Millennials retiring before 62 also won't be able to rely on Social Security yet, and those who retire before 65 will need to purchase their own health insurance until they're eligible for Medicare. This can get expensive and unless you have substantial savings outside of retirement accounts, you won't have any way to pay for your living costs during this time other than to continue working.
Choosing a realistic retirement age
If you don't want to risk running out of money in retirement, you need to figure out when you can afford to retire based on your current savings rate. Then, make adjustments if you're not happy with that date.
Estimate the length of your retirement by subtracting your preferred retirement age from your estimated life expectancy. Then, calculate your expected annual living expenses in retirement, including food, housing costs, insurance, and taxes. Multiply this by the number of years of your retirement to get your total retirement costs, adding an annual 3% to account for inflation. Then, subtract any money you expect to receive from Social Security, a pension, or an employer 401(k) match to figure out how much you need to save on your own. A retirement calculator can do this for you and help you figure out how much you need to save each month to hit your goal.

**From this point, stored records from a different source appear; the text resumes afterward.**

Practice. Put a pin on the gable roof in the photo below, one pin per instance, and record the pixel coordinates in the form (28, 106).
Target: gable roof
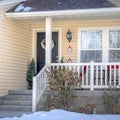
(54, 5)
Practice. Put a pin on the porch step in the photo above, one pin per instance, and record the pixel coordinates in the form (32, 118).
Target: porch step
(20, 92)
(18, 102)
(11, 114)
(16, 108)
(16, 97)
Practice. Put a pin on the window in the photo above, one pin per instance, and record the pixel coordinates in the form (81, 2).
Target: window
(91, 46)
(114, 46)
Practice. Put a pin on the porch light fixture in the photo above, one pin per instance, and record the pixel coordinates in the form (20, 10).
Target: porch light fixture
(69, 35)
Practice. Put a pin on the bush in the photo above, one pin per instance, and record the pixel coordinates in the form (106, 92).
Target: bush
(31, 73)
(88, 109)
(112, 101)
(62, 83)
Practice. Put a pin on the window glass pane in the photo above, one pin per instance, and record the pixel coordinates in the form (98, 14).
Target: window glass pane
(91, 39)
(92, 55)
(114, 55)
(114, 39)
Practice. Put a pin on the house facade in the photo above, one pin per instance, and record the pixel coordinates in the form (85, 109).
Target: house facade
(26, 31)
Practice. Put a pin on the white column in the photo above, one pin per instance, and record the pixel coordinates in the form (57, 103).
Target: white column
(92, 75)
(34, 95)
(48, 40)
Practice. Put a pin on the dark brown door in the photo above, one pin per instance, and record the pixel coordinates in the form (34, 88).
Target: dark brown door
(41, 49)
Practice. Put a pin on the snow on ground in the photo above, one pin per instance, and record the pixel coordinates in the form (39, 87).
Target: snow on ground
(63, 115)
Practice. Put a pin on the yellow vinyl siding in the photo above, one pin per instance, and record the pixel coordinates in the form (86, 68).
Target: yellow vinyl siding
(74, 25)
(15, 53)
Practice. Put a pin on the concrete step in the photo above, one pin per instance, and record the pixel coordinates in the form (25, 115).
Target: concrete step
(16, 97)
(16, 102)
(16, 108)
(20, 92)
(10, 114)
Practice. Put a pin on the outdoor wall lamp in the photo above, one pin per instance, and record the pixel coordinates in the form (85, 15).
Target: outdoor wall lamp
(69, 35)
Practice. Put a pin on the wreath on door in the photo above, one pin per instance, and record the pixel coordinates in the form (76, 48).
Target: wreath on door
(43, 44)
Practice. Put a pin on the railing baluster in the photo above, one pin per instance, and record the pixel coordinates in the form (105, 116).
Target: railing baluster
(101, 76)
(96, 75)
(114, 80)
(119, 75)
(106, 76)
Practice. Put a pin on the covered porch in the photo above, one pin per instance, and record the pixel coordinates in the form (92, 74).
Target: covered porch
(96, 62)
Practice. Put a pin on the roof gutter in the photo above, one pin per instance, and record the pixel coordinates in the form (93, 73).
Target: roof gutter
(104, 11)
(8, 2)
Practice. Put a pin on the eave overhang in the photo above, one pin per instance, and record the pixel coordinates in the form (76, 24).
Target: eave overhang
(101, 12)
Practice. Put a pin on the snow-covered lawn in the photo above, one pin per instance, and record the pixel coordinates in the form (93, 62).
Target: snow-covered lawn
(63, 115)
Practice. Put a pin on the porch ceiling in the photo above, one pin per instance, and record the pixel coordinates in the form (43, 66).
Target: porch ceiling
(93, 14)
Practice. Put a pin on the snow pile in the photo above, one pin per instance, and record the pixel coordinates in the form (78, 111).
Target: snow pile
(21, 7)
(63, 115)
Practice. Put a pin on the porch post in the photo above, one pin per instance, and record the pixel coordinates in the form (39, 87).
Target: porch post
(92, 76)
(48, 40)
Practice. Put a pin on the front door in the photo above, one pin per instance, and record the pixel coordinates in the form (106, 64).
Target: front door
(41, 49)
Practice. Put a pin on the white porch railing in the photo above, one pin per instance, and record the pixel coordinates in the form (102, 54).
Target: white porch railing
(39, 85)
(95, 75)
(92, 76)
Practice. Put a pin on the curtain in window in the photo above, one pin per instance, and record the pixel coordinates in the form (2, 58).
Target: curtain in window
(91, 45)
(114, 46)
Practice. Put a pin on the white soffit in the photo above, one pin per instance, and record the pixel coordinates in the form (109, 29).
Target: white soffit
(83, 13)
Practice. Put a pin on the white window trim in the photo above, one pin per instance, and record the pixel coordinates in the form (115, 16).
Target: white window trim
(105, 41)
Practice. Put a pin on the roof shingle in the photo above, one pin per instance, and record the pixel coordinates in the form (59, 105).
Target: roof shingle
(53, 5)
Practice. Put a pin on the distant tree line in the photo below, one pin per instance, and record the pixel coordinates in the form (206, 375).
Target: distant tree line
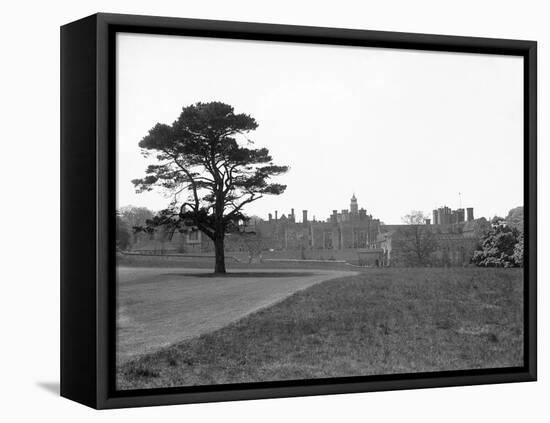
(503, 244)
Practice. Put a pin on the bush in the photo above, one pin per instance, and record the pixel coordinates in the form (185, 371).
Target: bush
(499, 247)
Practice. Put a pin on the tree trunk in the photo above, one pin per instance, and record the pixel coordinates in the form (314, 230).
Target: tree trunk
(220, 255)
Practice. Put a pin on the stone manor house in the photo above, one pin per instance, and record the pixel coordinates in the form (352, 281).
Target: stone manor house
(349, 235)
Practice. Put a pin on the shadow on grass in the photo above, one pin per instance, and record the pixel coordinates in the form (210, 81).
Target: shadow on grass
(244, 275)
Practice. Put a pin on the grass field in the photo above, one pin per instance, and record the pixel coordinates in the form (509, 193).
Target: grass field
(381, 321)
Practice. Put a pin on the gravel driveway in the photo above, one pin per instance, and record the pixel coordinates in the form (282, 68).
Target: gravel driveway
(157, 307)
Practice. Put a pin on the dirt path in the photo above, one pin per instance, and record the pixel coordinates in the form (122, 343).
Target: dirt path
(160, 306)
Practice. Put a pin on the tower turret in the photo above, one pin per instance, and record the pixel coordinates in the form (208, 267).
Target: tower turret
(354, 208)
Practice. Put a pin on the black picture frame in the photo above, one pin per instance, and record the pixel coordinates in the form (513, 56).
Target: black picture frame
(87, 231)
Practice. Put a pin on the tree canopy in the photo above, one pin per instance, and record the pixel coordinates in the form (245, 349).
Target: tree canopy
(202, 156)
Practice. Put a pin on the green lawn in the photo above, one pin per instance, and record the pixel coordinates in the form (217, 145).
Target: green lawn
(379, 322)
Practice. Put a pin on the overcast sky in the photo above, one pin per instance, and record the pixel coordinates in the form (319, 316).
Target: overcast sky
(401, 129)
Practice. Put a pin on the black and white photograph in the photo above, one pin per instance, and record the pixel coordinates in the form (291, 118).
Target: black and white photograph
(293, 211)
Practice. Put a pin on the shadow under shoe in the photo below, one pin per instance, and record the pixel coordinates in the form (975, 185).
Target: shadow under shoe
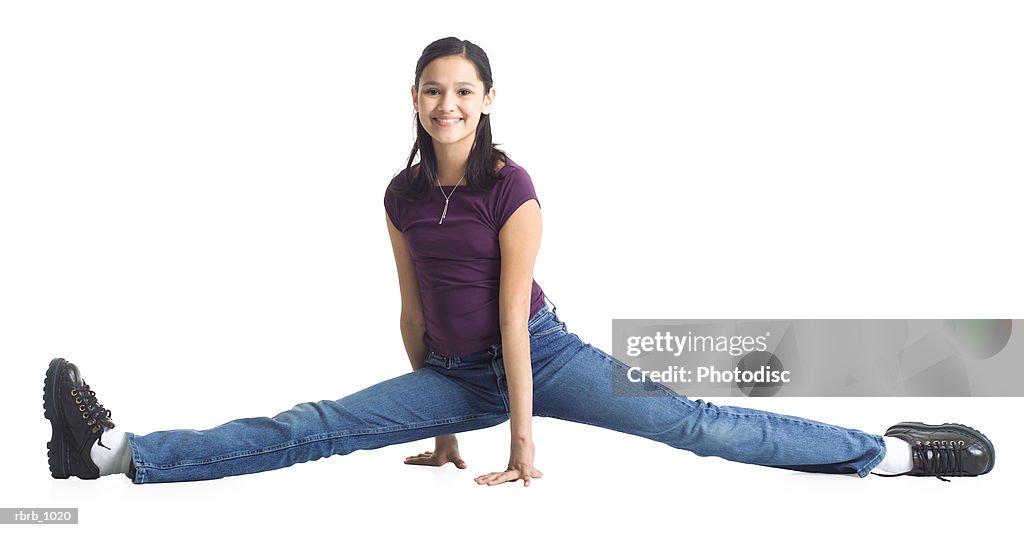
(946, 450)
(77, 420)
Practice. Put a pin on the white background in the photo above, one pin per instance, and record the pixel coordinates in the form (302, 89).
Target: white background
(192, 211)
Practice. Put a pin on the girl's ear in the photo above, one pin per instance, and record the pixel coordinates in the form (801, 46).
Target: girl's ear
(488, 100)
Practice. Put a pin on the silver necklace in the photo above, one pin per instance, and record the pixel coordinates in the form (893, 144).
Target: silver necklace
(446, 197)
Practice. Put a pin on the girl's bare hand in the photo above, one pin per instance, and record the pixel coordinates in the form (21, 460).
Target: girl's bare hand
(520, 467)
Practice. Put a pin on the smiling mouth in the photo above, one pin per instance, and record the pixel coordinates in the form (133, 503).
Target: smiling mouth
(445, 122)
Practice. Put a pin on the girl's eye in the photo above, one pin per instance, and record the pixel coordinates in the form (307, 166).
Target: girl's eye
(432, 89)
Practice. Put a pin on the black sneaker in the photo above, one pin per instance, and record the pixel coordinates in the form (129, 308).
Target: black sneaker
(77, 420)
(949, 449)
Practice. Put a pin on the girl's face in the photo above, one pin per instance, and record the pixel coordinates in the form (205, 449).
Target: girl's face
(451, 100)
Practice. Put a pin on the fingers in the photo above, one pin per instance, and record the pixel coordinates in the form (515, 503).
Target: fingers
(497, 478)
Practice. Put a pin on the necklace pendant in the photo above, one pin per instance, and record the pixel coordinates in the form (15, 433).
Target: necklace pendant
(443, 212)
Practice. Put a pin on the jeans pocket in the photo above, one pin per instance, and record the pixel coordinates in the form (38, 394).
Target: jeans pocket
(554, 327)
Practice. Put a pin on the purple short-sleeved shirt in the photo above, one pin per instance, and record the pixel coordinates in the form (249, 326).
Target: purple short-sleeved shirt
(458, 262)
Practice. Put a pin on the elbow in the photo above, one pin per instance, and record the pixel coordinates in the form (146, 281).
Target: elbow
(412, 322)
(514, 320)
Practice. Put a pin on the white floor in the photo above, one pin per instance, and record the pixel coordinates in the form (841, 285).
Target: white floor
(596, 482)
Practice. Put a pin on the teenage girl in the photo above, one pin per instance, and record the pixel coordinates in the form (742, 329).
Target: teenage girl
(485, 345)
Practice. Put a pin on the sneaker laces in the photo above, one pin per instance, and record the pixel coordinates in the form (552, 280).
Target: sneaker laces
(946, 458)
(96, 416)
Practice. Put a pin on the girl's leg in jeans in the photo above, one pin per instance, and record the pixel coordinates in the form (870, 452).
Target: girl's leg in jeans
(573, 381)
(429, 402)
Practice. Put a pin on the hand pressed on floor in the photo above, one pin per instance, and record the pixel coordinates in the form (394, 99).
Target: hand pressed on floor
(445, 450)
(520, 467)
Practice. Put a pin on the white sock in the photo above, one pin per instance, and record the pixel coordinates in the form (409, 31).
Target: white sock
(116, 459)
(899, 458)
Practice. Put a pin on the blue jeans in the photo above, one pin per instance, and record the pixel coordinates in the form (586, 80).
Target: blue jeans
(572, 380)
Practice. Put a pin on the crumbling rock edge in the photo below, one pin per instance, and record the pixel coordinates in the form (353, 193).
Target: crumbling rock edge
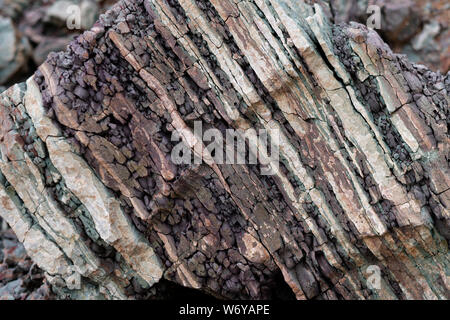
(88, 185)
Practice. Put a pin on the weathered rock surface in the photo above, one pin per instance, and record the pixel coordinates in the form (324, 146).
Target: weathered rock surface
(89, 186)
(30, 30)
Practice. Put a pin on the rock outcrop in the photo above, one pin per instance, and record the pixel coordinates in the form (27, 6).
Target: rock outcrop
(89, 184)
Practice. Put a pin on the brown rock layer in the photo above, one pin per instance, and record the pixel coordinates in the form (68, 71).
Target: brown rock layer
(363, 179)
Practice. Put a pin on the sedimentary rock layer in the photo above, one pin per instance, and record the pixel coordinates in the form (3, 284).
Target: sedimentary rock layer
(89, 185)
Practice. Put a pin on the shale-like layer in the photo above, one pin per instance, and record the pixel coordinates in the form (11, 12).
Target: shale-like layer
(89, 184)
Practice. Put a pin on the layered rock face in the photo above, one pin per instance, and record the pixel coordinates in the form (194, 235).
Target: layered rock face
(89, 184)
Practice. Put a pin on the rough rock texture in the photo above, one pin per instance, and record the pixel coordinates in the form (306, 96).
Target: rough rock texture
(20, 278)
(417, 28)
(30, 29)
(89, 187)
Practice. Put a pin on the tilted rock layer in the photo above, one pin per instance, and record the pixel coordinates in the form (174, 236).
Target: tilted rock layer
(89, 186)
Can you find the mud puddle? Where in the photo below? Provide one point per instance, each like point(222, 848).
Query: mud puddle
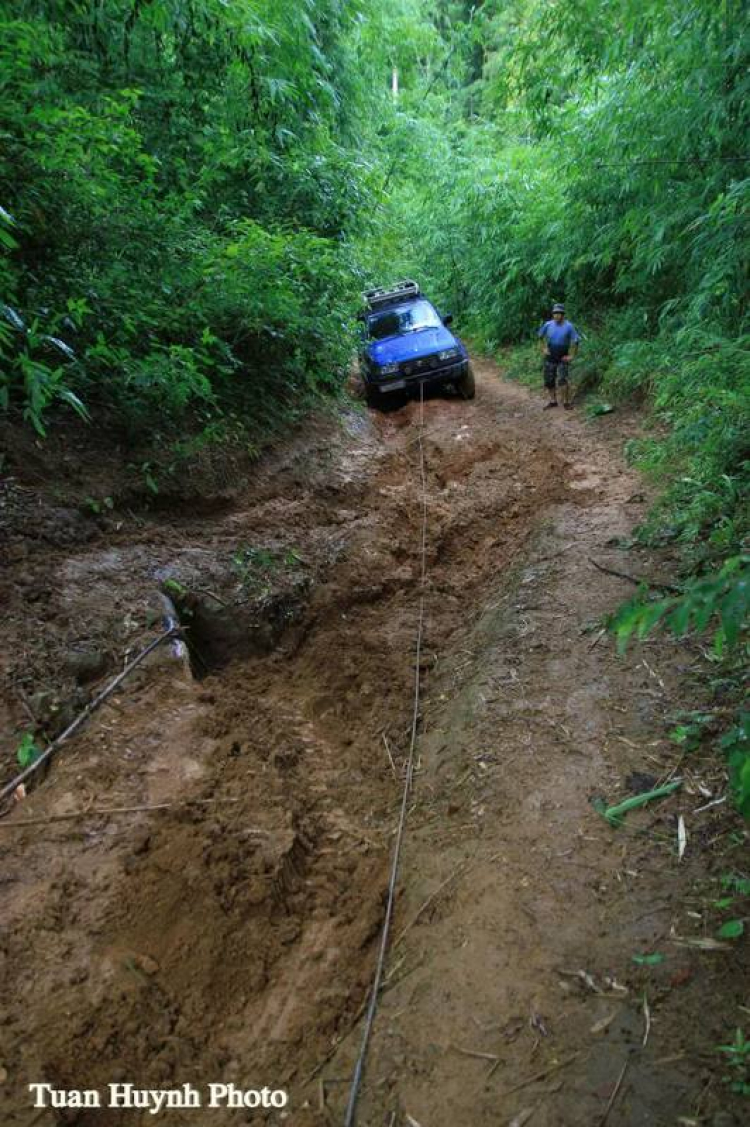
point(230, 934)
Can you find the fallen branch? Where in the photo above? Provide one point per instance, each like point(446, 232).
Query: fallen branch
point(615, 1093)
point(636, 580)
point(541, 1075)
point(426, 904)
point(113, 810)
point(80, 719)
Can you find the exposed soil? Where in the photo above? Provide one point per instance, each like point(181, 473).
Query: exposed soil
point(232, 934)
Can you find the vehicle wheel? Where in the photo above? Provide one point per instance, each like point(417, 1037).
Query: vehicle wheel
point(466, 385)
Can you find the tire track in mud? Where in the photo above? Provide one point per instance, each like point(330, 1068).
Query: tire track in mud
point(237, 943)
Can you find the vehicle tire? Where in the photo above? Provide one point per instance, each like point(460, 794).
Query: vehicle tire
point(466, 385)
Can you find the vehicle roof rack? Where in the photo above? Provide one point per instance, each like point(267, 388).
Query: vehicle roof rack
point(388, 294)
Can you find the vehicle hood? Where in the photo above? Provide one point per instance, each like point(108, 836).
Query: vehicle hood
point(412, 345)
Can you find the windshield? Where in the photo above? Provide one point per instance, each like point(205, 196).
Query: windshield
point(420, 314)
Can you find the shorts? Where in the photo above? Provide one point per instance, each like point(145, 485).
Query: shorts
point(555, 372)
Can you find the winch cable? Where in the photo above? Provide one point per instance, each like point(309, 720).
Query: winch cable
point(372, 1005)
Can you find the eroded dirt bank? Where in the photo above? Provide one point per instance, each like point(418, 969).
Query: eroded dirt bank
point(232, 934)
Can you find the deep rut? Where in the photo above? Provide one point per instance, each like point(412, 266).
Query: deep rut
point(235, 940)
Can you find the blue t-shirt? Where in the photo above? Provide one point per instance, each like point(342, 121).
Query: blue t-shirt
point(559, 337)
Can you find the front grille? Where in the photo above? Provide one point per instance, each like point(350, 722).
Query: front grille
point(423, 364)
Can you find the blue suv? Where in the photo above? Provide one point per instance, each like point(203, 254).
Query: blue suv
point(406, 343)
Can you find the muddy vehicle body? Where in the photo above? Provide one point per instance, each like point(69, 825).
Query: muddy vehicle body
point(406, 343)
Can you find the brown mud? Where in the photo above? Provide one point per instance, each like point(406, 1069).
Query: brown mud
point(232, 934)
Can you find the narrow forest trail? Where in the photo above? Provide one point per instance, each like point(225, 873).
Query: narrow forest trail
point(235, 940)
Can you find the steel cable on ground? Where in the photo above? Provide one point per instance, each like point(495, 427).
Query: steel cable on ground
point(372, 1005)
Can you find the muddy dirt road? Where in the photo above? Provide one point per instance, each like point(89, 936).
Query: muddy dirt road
point(231, 933)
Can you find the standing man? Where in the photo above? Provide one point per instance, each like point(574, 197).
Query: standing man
point(559, 344)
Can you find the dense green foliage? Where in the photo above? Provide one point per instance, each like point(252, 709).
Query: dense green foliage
point(181, 182)
point(193, 192)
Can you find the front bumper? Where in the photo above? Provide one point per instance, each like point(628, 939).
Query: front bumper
point(399, 381)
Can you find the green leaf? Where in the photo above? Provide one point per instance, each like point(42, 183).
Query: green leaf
point(731, 930)
point(27, 751)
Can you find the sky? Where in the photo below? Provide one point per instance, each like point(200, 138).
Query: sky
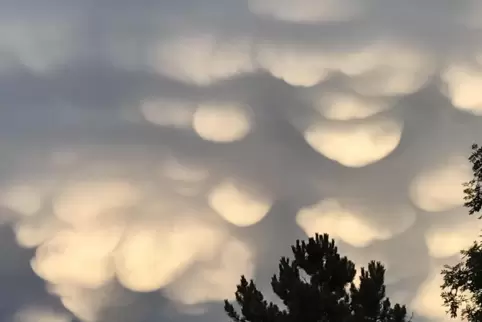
point(152, 151)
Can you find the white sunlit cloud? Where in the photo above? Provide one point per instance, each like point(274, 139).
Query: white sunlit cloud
point(238, 205)
point(150, 258)
point(40, 314)
point(297, 67)
point(355, 145)
point(464, 85)
point(172, 234)
point(222, 122)
point(203, 59)
point(351, 222)
point(82, 203)
point(339, 106)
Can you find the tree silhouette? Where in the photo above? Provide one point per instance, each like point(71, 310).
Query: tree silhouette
point(462, 283)
point(318, 286)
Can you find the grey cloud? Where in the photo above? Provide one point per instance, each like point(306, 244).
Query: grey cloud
point(79, 86)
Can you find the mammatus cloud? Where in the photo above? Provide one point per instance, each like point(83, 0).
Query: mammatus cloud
point(355, 145)
point(154, 152)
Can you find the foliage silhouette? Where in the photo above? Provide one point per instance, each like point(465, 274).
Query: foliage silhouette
point(318, 286)
point(462, 283)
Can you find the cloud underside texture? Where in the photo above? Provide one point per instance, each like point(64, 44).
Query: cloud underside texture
point(154, 152)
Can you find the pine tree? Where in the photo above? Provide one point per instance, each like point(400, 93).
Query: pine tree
point(462, 283)
point(318, 286)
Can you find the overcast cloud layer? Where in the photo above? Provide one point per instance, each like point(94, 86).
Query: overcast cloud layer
point(152, 151)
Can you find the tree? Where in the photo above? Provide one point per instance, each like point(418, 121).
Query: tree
point(318, 286)
point(462, 283)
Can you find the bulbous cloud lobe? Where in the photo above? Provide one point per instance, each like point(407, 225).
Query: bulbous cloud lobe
point(152, 152)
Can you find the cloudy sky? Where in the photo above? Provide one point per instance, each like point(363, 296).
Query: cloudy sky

If you can't save enough each month to retire at your target age, you have a few options. You could look for ways to boost your income, like pursuing a promotion or raise at your job, or starting a side hustle. You could cut your expenses today to free up more money for saving. You could also delay your retirement by a few years or plan to cut your retirement expenses by traveling less or downsizing your home.
Whichever approach you take, you need to be confident that you'll have enough money to last. You don't want to rush into an early retirement only to run out of savings in your 80s with 10 more years of life still ahead of you. You may not want to spend more time in the workforce, but it really is the lesser of two evils.